Additional computations in the program compute the log likelihoods
for the null, full and saturated models, deviances for the null and full
model, and additional computations that provide the measures of
association described in Example 8.5.
HypoRob.sas:
fits the over-dispersed quasi-likelihood robust Poisson regression
models described in Example 8.6, and the robust information sandwich
analysis using PROC GENMOD that is described in Example 8.7. Additional
computatons using a PROC IML program, as in LogiRob.sas, provide the
robust sandwich estimate plus robust inferences;
Problems
GailCnt.sas:
This reads the data from Gail, Santner and Brown, 1980 that are used in
Problem 8.4. In their paper, the actual times start at 60. The data here
start with 60 as time zero. A11 animals were exposed for 122 days
(182-60).
FrCh.sas:
reads the data from Frome and Checkoway, 1985, that are used in Problem
8.6.
FHCnt.sas:
reads the data file containing the detailed information on the recurrent
infections from Fleming and Harrington (1991) and computes the numbers
of events and exposure time for each individual. Additional computations
can then be performed.
FHCnt.dat:
Is a data file constructed from the output of the above program. This
can be input or accessed directly using a filename and %include
statements.
FHCntAn.sas:
reads the file fhcnt.dat and defines additional variables that
can be used for analyses of numbers of events using rates and Poisson
models as requested in Problem 8.10.
Chapter 9
Survival Function and Tests of Significance
Survanal.sas is a set of survival
analysis macros that provides the basic computations of survival
probabilities and hazard rates in each of two groups, either for data in
continuous time or using the actuarial method, with generalized
Mantel-Haenszel or G-rho tests for differences between groups.
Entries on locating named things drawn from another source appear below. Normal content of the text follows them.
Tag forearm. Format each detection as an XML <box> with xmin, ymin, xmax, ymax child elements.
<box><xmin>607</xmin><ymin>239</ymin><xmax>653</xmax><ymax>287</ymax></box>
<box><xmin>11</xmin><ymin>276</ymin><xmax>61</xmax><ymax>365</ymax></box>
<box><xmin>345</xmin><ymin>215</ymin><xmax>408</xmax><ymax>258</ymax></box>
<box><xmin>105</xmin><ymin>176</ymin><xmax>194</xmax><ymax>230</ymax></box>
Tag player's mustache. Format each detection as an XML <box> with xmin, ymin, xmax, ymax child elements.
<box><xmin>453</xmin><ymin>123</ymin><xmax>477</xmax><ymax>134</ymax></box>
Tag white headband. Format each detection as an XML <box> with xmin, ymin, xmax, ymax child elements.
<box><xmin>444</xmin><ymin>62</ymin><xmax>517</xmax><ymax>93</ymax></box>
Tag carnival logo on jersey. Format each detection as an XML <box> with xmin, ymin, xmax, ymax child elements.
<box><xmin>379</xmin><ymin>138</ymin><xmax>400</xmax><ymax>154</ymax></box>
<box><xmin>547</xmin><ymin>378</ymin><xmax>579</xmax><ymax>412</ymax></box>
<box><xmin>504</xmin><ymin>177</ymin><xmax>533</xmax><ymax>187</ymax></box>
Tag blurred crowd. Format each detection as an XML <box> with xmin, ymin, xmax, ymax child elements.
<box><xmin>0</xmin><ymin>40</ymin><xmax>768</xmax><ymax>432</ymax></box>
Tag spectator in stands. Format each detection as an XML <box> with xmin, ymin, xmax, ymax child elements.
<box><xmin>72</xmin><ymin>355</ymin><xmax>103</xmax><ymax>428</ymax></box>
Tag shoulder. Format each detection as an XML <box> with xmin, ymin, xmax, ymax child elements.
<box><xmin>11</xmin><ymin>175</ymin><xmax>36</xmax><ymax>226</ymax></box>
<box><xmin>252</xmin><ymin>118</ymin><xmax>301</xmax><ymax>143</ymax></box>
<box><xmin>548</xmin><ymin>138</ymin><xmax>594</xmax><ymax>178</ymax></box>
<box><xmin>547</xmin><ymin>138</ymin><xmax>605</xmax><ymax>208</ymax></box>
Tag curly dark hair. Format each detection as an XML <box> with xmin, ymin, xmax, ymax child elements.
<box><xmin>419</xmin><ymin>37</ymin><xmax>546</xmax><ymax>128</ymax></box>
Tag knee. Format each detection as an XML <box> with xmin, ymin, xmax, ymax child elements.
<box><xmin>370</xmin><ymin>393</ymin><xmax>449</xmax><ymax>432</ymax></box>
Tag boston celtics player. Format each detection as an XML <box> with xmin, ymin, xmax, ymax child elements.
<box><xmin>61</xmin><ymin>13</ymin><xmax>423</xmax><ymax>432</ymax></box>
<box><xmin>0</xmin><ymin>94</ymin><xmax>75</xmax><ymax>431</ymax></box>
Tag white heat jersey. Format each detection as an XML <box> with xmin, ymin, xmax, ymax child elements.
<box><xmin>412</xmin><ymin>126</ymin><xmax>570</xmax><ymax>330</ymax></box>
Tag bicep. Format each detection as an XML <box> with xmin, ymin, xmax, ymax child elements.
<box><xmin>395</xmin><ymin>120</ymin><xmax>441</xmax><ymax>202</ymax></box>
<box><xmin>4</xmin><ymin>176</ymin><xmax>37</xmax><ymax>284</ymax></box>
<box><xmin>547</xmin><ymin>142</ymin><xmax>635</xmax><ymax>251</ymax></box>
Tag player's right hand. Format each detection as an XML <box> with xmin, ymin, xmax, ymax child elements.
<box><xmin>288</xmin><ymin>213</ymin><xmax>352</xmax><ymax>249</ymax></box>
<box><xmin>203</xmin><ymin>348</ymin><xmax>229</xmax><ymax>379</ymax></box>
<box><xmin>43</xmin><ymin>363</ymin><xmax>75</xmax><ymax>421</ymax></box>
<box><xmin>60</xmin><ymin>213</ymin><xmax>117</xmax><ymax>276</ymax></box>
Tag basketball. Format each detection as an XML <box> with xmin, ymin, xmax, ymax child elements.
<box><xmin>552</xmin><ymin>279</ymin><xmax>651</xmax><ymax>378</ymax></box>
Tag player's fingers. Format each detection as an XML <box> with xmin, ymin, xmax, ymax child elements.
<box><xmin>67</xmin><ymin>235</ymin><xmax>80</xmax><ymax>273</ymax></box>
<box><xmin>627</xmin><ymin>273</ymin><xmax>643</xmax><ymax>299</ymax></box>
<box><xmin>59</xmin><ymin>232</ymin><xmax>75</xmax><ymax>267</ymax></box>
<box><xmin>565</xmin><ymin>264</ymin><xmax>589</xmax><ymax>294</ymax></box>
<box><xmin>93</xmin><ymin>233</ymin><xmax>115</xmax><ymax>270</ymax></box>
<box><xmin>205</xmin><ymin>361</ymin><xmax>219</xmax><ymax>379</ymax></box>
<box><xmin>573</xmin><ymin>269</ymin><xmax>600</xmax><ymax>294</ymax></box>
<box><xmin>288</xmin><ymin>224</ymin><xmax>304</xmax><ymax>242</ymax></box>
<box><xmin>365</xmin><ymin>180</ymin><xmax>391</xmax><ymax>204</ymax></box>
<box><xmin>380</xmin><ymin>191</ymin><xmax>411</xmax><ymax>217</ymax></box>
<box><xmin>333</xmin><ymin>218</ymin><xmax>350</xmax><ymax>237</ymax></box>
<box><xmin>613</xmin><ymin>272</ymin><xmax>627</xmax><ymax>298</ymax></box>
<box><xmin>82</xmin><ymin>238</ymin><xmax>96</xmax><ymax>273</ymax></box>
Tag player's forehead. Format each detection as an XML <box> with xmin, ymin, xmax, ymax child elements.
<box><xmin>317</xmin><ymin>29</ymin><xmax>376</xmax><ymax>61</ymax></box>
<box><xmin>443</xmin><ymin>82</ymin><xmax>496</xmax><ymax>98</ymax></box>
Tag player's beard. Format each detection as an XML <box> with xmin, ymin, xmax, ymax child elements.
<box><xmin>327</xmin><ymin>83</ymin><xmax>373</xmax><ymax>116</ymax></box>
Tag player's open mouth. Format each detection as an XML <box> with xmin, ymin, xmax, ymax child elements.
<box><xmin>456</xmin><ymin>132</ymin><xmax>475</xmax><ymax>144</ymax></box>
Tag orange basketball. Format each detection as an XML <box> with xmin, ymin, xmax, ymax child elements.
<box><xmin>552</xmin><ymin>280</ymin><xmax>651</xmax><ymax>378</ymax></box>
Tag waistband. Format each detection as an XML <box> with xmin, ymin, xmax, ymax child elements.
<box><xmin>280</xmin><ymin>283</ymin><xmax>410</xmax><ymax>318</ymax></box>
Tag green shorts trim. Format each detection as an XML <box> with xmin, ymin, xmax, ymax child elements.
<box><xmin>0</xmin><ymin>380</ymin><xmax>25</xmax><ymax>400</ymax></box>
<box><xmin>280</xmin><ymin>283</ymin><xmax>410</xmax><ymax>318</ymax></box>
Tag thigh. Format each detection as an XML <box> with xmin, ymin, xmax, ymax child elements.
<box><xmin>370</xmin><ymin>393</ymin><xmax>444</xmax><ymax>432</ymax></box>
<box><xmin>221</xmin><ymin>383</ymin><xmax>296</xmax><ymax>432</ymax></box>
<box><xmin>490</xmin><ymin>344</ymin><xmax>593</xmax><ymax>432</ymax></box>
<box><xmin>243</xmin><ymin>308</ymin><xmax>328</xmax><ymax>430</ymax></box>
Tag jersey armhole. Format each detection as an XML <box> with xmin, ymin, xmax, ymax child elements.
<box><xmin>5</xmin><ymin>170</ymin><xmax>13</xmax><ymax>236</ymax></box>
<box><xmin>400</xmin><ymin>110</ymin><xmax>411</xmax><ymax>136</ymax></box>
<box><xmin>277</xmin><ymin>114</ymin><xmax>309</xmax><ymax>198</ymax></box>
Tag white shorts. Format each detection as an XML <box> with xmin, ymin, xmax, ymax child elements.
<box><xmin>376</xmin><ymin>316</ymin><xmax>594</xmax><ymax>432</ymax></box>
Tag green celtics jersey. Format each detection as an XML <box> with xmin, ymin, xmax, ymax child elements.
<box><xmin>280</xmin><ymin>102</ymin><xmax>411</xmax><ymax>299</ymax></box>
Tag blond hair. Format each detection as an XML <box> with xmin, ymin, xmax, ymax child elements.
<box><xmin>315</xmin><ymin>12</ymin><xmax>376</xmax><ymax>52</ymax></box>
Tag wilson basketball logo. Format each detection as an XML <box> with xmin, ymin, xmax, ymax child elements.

Instructions for use are given in the program.
SWL-anal.sas uses the macro
%survanal to perform survival analyses of the Lagakos squamous cell data
in the complete cohort, and within subgroups defined by performance
status. The analysis within the non-ambulatory subgroup is presented in
Example 9.1 (Tables 9.1-3 and Figure 9.1) and Example 9.4.
DCCTneph.sas. This program uses
the data set nephdata.dat with the macros provided in survanal.sas to
perform the modified Kaplan-Meier lifetable analyses presented tables
9.5-5 of Example 9.2 and to compute the tests presented in Example 9.5.
The dataset contains additional variables not mentioned in the book and
could be used for supplemental exercises.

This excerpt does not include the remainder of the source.